The "Outline for Cultural Formulation" in DSM-IV systematically calls attention to five distinct aspects of the cultural context of illness and their relevance to diagnosis and care. The clinician is encouraged to:

  1. Inquire about patients' cultural identity to determine their ethnic or cultural reference group, language abilities, language use, and language preference,
  2. Explore possible cultural explanations of the illness, including patients' idioms of distress, the meaning and perceived severity of their symptoms in relation to the norms of the patients' cultural reference group, and their current preferences for, as well as past experiences with, professional and popular sources of care,
  3. Consider cultural factors related to the psychosocial environment and levels of functioning. This assessment includes culturally relevant interpretations of social stressors, available support, and levels of functioning, as well as patients' disability,
  4. Critically examine cultural elements in the patient-clinician relationshipto determine differences in culture and social status between them and how those differences affect the clinical encounter, ranging from communication to rapport and disclosure,
  5. Render an overall cultural assessment for diagnosis and care, meaning that the clinician synthesizes all of the information to determine a course of care.

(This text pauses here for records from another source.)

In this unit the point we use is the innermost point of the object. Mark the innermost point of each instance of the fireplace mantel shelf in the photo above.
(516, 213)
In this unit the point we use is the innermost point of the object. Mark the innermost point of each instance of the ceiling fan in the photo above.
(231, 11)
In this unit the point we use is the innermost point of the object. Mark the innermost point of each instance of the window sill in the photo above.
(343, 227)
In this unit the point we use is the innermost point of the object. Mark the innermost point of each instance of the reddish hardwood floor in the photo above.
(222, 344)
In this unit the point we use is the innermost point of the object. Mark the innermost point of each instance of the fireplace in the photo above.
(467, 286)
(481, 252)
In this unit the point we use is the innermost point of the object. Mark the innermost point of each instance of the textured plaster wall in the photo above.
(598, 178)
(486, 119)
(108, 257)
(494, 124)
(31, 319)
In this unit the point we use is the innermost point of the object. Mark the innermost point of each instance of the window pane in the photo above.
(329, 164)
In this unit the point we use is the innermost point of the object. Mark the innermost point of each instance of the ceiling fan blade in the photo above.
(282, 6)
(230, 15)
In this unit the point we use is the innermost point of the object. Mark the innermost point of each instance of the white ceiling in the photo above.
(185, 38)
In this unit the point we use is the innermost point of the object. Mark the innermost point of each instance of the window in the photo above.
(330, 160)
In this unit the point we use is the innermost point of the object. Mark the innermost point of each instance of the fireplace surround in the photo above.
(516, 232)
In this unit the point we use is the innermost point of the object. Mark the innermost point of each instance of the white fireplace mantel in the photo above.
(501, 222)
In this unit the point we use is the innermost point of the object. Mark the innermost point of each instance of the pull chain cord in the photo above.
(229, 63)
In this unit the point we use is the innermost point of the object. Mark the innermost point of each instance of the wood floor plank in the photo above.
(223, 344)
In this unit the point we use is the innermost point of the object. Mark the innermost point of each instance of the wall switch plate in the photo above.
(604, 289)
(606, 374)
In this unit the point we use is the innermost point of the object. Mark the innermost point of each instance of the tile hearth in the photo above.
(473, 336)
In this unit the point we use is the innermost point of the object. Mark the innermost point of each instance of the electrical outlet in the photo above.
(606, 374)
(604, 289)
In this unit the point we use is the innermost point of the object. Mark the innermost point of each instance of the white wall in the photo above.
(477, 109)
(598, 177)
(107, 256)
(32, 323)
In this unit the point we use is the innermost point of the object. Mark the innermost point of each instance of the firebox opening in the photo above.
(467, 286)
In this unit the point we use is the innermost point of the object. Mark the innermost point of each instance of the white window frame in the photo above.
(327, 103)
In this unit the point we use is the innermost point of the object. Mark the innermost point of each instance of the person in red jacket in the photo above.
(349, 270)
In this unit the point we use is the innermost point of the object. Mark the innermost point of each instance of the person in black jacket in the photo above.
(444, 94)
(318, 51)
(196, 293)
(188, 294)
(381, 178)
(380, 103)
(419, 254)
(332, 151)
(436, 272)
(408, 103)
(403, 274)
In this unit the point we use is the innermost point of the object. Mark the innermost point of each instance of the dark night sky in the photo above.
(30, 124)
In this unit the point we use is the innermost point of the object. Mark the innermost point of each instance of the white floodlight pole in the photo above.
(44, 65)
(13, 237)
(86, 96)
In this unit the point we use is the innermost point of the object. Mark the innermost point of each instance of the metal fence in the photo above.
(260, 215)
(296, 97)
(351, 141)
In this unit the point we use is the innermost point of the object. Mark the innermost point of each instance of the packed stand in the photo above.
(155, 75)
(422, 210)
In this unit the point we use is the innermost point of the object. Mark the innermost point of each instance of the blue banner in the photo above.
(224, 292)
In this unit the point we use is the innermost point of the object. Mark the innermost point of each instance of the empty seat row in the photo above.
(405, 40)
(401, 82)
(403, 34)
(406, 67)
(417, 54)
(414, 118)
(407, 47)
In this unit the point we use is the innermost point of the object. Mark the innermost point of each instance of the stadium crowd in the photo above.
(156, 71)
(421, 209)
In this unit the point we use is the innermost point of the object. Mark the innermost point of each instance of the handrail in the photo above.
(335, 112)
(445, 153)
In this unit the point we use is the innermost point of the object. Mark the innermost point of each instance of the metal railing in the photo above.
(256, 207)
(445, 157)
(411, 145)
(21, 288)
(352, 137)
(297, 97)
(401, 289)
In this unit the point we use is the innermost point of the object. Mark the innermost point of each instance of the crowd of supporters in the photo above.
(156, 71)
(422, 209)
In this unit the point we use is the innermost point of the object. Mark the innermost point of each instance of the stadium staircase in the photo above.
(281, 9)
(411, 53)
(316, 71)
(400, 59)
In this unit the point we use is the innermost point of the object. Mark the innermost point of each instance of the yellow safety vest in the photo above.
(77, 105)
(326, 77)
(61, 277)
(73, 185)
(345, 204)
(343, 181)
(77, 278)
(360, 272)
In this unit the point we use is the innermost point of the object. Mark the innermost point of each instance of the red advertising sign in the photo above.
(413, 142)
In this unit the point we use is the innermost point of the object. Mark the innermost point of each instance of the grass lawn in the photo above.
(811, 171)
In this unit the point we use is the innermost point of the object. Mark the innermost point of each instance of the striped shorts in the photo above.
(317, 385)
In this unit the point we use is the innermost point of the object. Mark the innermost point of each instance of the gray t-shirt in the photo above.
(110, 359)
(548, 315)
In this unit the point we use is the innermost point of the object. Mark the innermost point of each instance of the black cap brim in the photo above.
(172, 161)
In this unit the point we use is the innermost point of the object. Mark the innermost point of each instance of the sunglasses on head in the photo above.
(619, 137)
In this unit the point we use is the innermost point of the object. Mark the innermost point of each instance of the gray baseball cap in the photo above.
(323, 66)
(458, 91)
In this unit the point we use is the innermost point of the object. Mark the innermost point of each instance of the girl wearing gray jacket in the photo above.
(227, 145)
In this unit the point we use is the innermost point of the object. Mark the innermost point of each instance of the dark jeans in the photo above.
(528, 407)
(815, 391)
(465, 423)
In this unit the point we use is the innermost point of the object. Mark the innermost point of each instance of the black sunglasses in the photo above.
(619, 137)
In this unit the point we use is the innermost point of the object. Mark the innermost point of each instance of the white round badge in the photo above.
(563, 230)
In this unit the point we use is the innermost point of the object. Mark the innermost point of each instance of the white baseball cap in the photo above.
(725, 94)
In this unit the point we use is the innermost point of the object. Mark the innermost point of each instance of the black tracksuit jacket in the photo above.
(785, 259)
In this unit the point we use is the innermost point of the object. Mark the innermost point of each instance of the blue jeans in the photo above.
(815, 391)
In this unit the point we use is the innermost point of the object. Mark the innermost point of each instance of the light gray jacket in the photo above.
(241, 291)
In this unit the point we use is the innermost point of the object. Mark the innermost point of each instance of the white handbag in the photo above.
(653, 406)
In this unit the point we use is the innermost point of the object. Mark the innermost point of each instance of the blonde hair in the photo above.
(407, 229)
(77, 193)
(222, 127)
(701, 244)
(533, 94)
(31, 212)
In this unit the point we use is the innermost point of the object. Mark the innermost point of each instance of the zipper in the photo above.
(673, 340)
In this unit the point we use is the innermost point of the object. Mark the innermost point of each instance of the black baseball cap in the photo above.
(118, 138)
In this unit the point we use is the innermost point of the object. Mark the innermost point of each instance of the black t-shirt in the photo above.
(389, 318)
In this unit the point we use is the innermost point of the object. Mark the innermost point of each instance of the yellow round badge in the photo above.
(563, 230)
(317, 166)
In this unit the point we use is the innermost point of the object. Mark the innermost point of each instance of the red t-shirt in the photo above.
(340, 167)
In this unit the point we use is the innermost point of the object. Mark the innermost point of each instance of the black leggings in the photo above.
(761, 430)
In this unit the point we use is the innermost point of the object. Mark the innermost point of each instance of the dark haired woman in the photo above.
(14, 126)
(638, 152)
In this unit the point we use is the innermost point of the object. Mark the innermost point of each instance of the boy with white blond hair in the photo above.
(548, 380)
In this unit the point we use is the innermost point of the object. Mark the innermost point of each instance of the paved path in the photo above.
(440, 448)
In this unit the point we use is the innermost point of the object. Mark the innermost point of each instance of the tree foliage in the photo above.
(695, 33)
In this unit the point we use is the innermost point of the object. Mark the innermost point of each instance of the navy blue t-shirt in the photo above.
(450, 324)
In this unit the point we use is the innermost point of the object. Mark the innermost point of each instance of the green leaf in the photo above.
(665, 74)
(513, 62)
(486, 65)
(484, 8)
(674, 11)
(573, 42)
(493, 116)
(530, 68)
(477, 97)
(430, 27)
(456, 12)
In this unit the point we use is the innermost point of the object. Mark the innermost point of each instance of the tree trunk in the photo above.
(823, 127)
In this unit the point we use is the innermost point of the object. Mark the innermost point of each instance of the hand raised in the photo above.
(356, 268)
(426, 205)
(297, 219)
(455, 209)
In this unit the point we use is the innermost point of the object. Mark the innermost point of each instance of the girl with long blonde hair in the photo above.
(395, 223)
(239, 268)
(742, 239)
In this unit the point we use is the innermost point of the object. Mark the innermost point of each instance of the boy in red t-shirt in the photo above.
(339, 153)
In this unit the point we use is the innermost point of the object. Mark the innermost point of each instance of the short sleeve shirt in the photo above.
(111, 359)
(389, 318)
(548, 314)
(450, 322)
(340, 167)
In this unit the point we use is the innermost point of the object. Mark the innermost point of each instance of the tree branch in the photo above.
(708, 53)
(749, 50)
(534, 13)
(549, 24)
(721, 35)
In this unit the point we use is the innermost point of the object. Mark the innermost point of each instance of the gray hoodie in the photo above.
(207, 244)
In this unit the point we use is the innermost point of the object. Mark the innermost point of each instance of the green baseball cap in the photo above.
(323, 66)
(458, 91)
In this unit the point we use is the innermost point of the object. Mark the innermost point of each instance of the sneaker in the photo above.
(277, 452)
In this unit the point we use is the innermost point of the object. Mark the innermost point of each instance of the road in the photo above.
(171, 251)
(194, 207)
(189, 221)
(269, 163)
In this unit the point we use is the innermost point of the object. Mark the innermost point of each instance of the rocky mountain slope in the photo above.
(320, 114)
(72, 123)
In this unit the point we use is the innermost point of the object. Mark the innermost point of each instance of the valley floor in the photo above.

The "Outline for Cultural Formulation" has been heralded as a major step forward, but with limitations related to its scope, depth, and placement in an appendix (see review in Lopez & Guarnaccia, 2000). Because major areas were omitted in the final version of the Outline, some assert that the scope is too narrow to reflect the dynamic role of culture in mental health problems and disorders Lewis-Fernandez & Kleinman, 1995; Mezzich et al., 1999.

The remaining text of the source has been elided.